Spice maker McCormick & Co., which has been buffeted by rising commodity prices, reported yesterday that fiscal third-quarter profit rose 32 percent as the local company benefited from a weak dollar that helped boost sales overseas.
McCormick had net income of $57 million, or 43 cents per share, in the three months through August, compared with $43 million, or 32 cents a share, in the comparable quarter last year.
Sales rose 8 percent, with 2 percent of that increase attributed to favorable currency exchange rates. Sales increased 12 percent in Europe, and 21 percent in the Asia/Pacific region.
Many multinational companies are expected to see gains from the dollar's plunge, which has fallen this year and recently hit an all-time low of $1.40 against the euro.
For McCormick, which sells seasonings, sauces and marinades, the currency advantage has helped to offset soaring prices of raw materials such as flour, soybeans, cheese, wheat and pepper.
Robert J. Lawless, McCormick's chairman and chief executive officer, said commodity costs nicked the profit margin because the company won't be able to pass on the higher prices until next quarter to industrial customers such as food manufacturers and quick-service restaurants.
Lawless said the consumer business was not hurt as drastically by commodity prices but has seen an increase in packaging costs. "Our business is not without challenges," Lawless said. "Our industrial business is in a period right now where it is under pressure with steep increases for several commodities and a general weakness in the restaurant industry. We have been able to offset these head winds."

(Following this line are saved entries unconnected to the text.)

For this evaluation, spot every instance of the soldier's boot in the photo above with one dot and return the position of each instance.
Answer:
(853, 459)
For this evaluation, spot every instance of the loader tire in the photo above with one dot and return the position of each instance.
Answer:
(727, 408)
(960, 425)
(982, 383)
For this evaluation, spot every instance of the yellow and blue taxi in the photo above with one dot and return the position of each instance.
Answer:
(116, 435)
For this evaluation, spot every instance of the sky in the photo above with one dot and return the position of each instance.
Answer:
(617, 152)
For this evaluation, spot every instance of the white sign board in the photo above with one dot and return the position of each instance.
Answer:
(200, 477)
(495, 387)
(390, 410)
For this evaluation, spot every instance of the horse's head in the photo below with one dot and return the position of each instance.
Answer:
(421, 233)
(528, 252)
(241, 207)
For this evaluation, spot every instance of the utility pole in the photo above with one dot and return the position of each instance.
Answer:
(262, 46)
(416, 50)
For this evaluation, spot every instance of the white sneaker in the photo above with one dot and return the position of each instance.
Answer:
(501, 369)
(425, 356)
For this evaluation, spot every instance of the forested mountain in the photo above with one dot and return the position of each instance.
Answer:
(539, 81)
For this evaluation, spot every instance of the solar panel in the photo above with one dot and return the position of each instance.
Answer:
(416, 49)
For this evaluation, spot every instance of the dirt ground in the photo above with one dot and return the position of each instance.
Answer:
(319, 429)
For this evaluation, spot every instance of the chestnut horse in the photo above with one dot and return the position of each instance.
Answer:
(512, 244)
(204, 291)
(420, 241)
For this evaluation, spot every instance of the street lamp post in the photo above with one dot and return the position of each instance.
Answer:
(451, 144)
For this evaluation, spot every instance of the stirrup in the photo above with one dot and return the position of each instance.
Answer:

Besides the help it received from currency markets, McCormick made early shipments to retailers that accounted for roughly $10 million in sales during the quarter in a gambit to better capitalize on the holiday season, which already ranks as McCormick's busiest.
While the move is expected to lower fourth-quarter sales, Lawless said he hopes it will boost overall sales for the year because customers typically buy more if the promotional displays are up earlier.
He also emphasized in a conference call with analysts that the company is on track to achieve projected cost savings of $50 million a year from a restructuring program that's expected to be completed next year.
And Lawless noted that the company could gain market share because of its food safety program.
The issue has become a hot button for many consumers with recent scandals involving contaminated spinach and seafood. He said that the company's imports from overseas are tested at the departure point and re-tested when they enter the United States, and that the program is highlighted in marketing, especially to industrial customers.
McCormick. which has its headquarters in Sparks, reaffirmed its earnings guidance for the year, saying it expects to earn as much as $1.73 per share.
Jonathan P. Feeney, an analyst with Wachovia Capital Markets, said the most recent quarter was "in line" with expectations and that "the numbers look very easy to make for the fourth quarter."
McCormick's shares, which have slipped 3 percent this year, fell 79 cents to $37.25 yesterday.
The company has taken advantage of recent price drops to buy back stock at the rate of $147 million for the year, including $89 million in the third quarter.